Dear Ms Gillard,
Like most Australians, I take a general interest in politics, but wouldn’t say I have educated myself in it enough to ever make judgements for or against any one party. I am educated enough to know of the media’s tendencies to sensationalise most things… And a lot of the time these things are in relation to your background, choices, comments you have made… Anything they can get their hands on really.
I was reading an article this morning, suggesting you had advised religious leaders that they are free to discriminate when it comes to the hiring and firing of staff etc, if they are deemed as “sinners.” I didn’t pay too much attention to this but it was the little push I needed, that lead me to voice my opinion to you after a couple of years of sitting back and watching.
I am a normal, mid-twenties girl with a full time job. I work hard, love my country, love my family and friends, love animals and love my girlfriend.(Yes, I am gay)
My life is pretty great, but it wasnt always this way. I battled depression and being suicidal throughout my teenage years. I was bullied and told by a church when I was 15, that I was going to hell because I had demons. (gay demons apparently!) That is a pretty big cross to bear for a child. It followed me through my whole teenage life. I went to a Christian school, and was told the same. I was outcasted, i went through periods of having no friends.

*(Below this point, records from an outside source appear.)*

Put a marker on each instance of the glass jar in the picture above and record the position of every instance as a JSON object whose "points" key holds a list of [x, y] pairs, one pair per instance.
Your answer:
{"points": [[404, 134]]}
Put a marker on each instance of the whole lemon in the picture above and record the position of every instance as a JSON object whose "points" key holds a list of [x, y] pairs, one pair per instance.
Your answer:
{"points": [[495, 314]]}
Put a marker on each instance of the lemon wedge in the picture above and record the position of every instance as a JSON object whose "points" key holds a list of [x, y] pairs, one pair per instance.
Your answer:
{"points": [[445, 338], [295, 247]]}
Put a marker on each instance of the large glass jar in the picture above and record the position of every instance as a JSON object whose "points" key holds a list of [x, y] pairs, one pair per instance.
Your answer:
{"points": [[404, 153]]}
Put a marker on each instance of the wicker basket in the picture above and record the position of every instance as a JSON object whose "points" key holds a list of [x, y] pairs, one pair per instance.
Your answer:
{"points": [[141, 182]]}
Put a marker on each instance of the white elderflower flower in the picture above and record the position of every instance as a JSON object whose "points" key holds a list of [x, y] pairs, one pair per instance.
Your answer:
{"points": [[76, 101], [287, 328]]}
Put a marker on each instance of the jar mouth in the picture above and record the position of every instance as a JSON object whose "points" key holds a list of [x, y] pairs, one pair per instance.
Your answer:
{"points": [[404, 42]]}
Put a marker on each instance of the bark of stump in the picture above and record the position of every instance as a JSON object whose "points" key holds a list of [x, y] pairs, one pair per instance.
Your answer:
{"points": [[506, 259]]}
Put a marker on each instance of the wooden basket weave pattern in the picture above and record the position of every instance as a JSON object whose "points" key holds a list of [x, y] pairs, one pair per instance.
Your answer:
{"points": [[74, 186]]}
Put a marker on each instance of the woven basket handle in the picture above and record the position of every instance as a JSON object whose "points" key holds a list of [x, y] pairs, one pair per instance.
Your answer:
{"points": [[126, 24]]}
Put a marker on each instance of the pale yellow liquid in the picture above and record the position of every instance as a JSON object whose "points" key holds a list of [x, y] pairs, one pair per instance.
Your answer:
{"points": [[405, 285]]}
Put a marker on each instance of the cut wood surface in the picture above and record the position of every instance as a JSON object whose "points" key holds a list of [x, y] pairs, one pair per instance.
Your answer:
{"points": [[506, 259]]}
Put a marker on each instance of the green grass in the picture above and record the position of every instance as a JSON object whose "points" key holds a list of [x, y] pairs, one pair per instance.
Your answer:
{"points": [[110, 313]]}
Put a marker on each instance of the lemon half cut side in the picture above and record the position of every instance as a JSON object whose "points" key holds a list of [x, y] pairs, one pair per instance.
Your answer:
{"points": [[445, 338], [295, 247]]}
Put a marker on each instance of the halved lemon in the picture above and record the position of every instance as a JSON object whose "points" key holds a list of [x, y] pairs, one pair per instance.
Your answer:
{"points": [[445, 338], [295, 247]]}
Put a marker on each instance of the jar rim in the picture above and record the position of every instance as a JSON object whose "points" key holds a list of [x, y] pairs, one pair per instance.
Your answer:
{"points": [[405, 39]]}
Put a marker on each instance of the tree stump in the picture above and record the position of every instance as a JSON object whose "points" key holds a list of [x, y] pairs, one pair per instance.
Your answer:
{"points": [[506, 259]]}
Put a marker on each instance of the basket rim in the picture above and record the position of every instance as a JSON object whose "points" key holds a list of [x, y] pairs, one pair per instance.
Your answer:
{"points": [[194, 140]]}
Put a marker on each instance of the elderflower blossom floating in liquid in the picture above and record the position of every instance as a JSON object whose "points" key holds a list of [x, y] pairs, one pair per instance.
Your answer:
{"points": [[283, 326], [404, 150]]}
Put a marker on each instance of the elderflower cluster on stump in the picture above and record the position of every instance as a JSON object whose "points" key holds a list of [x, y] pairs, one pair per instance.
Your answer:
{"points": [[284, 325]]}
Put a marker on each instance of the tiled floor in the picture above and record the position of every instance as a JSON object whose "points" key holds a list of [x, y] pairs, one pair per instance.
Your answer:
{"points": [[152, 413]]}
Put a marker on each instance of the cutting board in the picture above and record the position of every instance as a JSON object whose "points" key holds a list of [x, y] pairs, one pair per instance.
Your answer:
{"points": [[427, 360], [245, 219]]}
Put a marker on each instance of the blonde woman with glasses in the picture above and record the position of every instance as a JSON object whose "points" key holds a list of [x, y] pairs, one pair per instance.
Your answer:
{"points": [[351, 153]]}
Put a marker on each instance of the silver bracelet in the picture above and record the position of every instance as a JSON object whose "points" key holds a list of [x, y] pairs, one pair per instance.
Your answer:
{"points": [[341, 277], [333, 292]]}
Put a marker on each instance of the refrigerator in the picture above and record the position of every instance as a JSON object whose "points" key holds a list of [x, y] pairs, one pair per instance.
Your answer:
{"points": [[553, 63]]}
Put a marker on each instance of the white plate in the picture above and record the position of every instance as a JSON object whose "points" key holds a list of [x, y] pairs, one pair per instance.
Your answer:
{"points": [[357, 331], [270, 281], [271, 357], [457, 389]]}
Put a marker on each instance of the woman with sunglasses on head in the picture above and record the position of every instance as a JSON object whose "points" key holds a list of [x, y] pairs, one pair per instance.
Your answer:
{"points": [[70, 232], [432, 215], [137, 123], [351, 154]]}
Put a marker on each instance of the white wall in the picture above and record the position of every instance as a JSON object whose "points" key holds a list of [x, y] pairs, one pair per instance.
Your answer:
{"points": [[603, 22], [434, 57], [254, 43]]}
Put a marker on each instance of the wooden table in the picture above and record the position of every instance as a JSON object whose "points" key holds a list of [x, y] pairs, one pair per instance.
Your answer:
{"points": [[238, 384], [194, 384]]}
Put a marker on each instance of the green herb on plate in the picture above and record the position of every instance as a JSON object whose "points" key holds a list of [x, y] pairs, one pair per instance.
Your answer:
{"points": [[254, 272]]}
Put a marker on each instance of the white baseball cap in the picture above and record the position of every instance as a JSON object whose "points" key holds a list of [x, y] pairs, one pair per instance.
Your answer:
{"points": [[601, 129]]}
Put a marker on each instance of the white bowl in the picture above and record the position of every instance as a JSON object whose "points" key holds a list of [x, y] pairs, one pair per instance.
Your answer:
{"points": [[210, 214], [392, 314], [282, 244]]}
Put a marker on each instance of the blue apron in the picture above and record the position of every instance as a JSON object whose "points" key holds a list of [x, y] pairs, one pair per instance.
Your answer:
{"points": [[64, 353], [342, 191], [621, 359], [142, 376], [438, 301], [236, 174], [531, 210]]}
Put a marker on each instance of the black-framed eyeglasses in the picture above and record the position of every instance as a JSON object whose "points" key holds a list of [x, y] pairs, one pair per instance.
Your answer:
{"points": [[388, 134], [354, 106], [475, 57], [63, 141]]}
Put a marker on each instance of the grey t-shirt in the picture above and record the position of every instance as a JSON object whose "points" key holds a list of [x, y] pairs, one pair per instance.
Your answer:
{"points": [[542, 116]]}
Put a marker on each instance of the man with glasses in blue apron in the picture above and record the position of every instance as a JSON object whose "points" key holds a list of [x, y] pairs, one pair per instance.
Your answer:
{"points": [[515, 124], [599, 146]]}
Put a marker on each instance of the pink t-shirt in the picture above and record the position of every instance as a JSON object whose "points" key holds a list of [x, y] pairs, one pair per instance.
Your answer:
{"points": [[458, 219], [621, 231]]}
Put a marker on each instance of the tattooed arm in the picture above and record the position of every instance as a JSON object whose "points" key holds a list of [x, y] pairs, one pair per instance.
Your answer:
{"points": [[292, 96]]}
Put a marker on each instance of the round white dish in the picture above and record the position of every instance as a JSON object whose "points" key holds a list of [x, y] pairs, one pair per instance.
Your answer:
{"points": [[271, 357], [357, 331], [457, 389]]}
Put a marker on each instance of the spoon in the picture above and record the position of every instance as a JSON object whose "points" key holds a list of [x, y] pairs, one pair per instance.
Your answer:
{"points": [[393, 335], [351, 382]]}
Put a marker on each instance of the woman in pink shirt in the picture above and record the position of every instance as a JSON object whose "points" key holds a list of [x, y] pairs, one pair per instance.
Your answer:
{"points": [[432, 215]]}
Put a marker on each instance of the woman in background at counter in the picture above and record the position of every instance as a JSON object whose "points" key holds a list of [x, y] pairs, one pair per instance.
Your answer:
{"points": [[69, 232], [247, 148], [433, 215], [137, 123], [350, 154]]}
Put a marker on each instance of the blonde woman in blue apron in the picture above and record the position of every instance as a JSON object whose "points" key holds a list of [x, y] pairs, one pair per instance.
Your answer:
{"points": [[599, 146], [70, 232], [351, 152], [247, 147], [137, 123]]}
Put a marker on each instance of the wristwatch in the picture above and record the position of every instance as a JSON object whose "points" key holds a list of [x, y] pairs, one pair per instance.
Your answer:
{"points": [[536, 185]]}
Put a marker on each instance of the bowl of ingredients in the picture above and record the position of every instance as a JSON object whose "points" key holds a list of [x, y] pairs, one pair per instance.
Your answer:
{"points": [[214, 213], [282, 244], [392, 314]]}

I would eat lunch in the change rooms just to avoid being alone in the playground. All this finally lead to hospitalisation for three months for severe depression which was treated with copious amounts of anti depressants and sedatives.
I am now glad to say that through my own determination, I got through it. And now you will find a functional, happy and healthy individual, always willing to contribute positively to society.
I came off all the medication 6 years ago, because I realised that medication wasnt what I needed. It was acceptance. I made new friends, I feel accepted within my own circle. I have an amazing family and friends… I just want my government to support me in the same way. I want to be able to work where I want. I love charity work, but a lot of these places are religious… I don’t want to be told I can’t be involved in bettering the life of someone else (for example) because I’m gay.
I want to get married one day. And the biggest factor isn’t even for love, it’s so that I have rights, if god forbid, anything ever happened to my girlfriend. The way the law is now, I would have no rights to request information etc because I would not be considered “family.”
I’ve earned myself a tough skin, but please, save the next 15 year old girl the same trauma. I lost my childhood because I wasn’t an equal or accepted… Make the change.